Another — creative but somewhat more radical — solution is for the device company to agree to defend and indemnify the doctor. This avoids the “divide and conquer” strategy favored by plaintiff attorneys. Eli Lilly did this for a while in Prozac(r) litigation, or at least it offered this to doctors sued because of the drug.

One client in the business of producing collagen injections for cosmetic surgery used this in suits alleging auto-immune disorders from collagen injections. There were a few stipulations and conditions, however. First, the doctor had to have used the drug or device in a proper manner. If that did not happen, the protection was negated. Second, in both cases, the drug or device company insisted — as a condition of covering the defense — that it control the defense, the selection of counsel, and the right to defend or settle. This may or may not be a problem for a doctor or his/her malpractice carrier. Also, this gesture may not even be covered under the manufacturer's product liability insurance policy, most of which typically include exclusions for both professional liability and contractual liability. Nevertheless, from a business standpoint, these companies decided it made sense, whether or not their insurance covered it.

Conclusion

When assessing the odds of coordinated defense between physicians and medical technology defendants, it is vital to note that no one suggests that the angels are not exclusively on one side or the other of this relationship. There are cases of genuine medical malpractice. Doubtlessly, there are also cases of genuine product defect.

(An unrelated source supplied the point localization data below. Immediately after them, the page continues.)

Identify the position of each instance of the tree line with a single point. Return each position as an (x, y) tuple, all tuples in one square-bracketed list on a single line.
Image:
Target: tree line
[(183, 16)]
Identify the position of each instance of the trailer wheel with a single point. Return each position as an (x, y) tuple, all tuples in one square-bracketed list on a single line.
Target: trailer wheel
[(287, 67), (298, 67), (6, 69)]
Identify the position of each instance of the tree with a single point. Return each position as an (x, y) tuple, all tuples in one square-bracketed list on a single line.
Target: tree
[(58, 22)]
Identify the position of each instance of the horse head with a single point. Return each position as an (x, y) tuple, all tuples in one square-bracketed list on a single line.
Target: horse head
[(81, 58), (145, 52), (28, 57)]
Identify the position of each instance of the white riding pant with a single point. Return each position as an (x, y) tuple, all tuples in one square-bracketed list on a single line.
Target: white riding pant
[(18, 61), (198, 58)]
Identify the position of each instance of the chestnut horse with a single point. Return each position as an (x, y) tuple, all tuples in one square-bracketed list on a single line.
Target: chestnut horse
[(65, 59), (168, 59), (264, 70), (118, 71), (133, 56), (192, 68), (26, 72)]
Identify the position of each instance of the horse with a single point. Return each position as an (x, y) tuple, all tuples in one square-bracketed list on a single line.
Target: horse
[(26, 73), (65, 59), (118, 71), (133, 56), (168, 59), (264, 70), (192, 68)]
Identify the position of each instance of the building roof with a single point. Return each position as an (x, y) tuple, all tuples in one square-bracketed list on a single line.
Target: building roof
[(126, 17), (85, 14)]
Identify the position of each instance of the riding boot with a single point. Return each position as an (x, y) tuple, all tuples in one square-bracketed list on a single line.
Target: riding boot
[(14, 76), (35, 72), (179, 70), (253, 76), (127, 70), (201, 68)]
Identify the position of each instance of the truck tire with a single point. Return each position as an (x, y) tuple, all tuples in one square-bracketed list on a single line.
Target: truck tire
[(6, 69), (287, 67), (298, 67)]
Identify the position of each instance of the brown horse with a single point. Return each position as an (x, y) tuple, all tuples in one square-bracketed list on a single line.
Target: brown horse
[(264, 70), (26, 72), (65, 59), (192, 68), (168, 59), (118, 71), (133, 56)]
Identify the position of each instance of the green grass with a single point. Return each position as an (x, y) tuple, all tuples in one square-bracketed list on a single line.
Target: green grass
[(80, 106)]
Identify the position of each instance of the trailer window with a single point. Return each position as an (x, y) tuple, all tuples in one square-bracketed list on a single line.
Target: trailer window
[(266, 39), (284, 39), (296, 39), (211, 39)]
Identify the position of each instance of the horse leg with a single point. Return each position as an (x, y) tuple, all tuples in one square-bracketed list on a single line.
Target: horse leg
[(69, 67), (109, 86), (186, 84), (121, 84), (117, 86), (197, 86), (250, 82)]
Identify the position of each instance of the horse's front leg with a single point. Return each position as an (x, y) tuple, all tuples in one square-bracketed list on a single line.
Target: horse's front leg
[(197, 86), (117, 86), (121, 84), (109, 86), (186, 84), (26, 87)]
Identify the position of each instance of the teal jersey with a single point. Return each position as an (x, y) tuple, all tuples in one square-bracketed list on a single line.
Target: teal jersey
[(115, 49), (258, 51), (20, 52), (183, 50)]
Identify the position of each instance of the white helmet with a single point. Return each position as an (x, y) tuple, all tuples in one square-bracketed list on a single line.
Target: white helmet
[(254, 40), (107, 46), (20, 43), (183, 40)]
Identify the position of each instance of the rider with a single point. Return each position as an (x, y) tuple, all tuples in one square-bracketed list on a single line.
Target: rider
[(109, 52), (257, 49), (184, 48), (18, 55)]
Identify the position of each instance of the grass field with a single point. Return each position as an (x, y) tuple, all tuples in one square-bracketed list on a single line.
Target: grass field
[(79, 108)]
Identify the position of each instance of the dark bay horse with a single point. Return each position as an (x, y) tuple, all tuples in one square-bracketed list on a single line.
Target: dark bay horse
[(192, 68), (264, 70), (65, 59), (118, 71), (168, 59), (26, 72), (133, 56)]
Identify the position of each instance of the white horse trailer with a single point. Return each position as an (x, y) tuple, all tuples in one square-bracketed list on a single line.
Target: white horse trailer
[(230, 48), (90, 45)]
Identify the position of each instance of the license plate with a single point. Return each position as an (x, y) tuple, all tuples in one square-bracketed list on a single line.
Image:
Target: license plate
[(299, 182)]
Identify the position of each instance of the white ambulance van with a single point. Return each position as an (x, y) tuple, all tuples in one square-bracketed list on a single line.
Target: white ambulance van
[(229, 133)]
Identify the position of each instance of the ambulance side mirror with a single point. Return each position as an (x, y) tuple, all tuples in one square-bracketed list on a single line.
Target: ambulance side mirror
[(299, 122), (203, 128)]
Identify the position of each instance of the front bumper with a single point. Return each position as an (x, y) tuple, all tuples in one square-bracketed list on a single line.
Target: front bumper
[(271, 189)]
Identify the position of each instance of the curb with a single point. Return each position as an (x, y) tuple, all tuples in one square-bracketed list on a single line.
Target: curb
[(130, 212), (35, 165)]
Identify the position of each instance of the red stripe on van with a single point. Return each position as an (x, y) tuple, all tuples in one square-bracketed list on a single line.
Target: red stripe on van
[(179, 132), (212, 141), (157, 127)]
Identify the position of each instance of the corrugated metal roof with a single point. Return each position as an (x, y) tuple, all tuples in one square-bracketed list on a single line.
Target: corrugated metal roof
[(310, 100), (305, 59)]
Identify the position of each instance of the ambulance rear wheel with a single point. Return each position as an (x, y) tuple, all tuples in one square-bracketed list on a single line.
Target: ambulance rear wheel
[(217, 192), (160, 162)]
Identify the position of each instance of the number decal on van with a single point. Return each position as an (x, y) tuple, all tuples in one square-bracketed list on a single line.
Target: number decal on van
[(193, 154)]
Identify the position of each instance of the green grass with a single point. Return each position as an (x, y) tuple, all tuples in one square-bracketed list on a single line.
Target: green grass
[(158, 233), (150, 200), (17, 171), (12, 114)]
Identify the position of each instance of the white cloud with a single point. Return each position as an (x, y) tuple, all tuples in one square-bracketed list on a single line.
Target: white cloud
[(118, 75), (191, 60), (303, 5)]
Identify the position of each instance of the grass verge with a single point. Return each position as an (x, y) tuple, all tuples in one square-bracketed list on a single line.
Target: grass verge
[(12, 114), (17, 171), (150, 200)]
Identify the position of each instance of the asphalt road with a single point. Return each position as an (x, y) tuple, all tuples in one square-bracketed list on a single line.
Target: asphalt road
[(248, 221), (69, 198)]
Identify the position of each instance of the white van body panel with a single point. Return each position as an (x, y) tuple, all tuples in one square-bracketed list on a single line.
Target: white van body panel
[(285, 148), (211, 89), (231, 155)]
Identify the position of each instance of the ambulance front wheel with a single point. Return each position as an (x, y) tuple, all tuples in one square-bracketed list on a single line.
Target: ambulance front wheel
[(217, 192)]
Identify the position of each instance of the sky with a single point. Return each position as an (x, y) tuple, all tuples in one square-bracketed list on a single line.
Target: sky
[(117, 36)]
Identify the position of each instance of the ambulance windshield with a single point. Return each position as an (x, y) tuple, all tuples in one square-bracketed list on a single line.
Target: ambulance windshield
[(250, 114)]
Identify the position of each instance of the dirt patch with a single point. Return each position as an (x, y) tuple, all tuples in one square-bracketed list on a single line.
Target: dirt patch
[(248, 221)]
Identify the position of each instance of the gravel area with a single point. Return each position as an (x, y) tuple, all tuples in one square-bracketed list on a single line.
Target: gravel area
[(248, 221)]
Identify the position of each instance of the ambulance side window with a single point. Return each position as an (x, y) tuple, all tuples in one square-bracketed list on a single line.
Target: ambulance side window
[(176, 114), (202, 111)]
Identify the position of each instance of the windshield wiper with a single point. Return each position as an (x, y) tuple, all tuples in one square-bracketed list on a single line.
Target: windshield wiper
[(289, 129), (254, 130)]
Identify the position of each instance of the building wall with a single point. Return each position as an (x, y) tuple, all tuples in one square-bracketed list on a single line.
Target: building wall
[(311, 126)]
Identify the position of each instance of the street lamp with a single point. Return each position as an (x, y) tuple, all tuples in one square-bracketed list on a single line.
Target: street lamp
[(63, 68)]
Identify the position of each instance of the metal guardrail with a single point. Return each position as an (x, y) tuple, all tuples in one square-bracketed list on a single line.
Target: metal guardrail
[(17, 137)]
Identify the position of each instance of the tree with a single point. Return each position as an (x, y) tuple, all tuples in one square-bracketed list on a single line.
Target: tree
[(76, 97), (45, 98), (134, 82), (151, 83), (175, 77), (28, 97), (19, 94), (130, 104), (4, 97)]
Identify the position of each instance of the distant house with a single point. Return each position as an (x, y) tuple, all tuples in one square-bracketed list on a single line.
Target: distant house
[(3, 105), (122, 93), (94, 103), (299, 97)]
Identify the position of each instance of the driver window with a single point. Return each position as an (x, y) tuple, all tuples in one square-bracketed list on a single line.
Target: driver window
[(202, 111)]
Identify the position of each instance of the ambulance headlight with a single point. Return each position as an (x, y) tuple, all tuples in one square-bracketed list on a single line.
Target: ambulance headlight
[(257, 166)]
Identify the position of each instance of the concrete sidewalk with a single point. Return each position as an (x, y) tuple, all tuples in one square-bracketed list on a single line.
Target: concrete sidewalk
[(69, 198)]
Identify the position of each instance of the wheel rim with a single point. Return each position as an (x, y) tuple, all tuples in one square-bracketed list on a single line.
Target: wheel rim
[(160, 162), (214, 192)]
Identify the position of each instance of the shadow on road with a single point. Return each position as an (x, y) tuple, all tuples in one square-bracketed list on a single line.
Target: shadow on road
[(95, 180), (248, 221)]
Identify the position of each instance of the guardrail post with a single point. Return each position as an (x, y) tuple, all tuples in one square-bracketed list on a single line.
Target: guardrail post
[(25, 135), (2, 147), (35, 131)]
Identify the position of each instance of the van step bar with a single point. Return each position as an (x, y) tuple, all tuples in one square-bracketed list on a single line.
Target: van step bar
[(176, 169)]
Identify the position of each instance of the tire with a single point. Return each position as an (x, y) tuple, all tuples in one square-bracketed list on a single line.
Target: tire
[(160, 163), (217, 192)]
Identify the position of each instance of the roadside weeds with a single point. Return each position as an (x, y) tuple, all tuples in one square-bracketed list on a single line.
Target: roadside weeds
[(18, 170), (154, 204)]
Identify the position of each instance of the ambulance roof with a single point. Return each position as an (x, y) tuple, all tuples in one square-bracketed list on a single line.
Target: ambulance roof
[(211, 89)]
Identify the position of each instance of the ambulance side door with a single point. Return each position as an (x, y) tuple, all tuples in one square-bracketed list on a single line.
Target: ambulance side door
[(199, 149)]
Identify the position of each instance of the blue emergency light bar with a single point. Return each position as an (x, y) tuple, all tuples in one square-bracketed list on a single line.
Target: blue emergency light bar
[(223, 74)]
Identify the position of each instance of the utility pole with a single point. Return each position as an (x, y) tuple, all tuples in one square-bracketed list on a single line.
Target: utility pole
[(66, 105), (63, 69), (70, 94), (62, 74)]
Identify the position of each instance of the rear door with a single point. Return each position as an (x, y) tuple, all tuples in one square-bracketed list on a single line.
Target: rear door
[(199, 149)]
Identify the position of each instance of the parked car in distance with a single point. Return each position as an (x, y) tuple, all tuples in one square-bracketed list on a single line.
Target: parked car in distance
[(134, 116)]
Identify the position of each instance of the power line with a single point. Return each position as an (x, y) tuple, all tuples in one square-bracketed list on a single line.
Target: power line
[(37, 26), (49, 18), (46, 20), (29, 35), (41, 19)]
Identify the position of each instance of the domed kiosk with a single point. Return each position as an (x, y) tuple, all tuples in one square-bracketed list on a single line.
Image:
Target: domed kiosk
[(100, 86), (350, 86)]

There are also instances where both factors combine to cause or contribute to a medical mishap. In yet other cases, there is no breach of standard of care and no product defect. In the realm of medicine, to paraphrase a popular bumper sticker, “Stuff happens.” Sometimes it happens and no one and no product is at fault.

Orchestrating a successful and aggressive defense among doctors and medical device manufacturers is a daunting professional challenge for even skilled attorneys. Managing a defense without breaking ranks or compromising the strength of the defense may require some fancy tightrope walking. It is not an easy alliance to manage. By using some of these techniques, though, physicians and medical device companies can make the alliance stronger and perhaps even boost the chances of a successful case defense.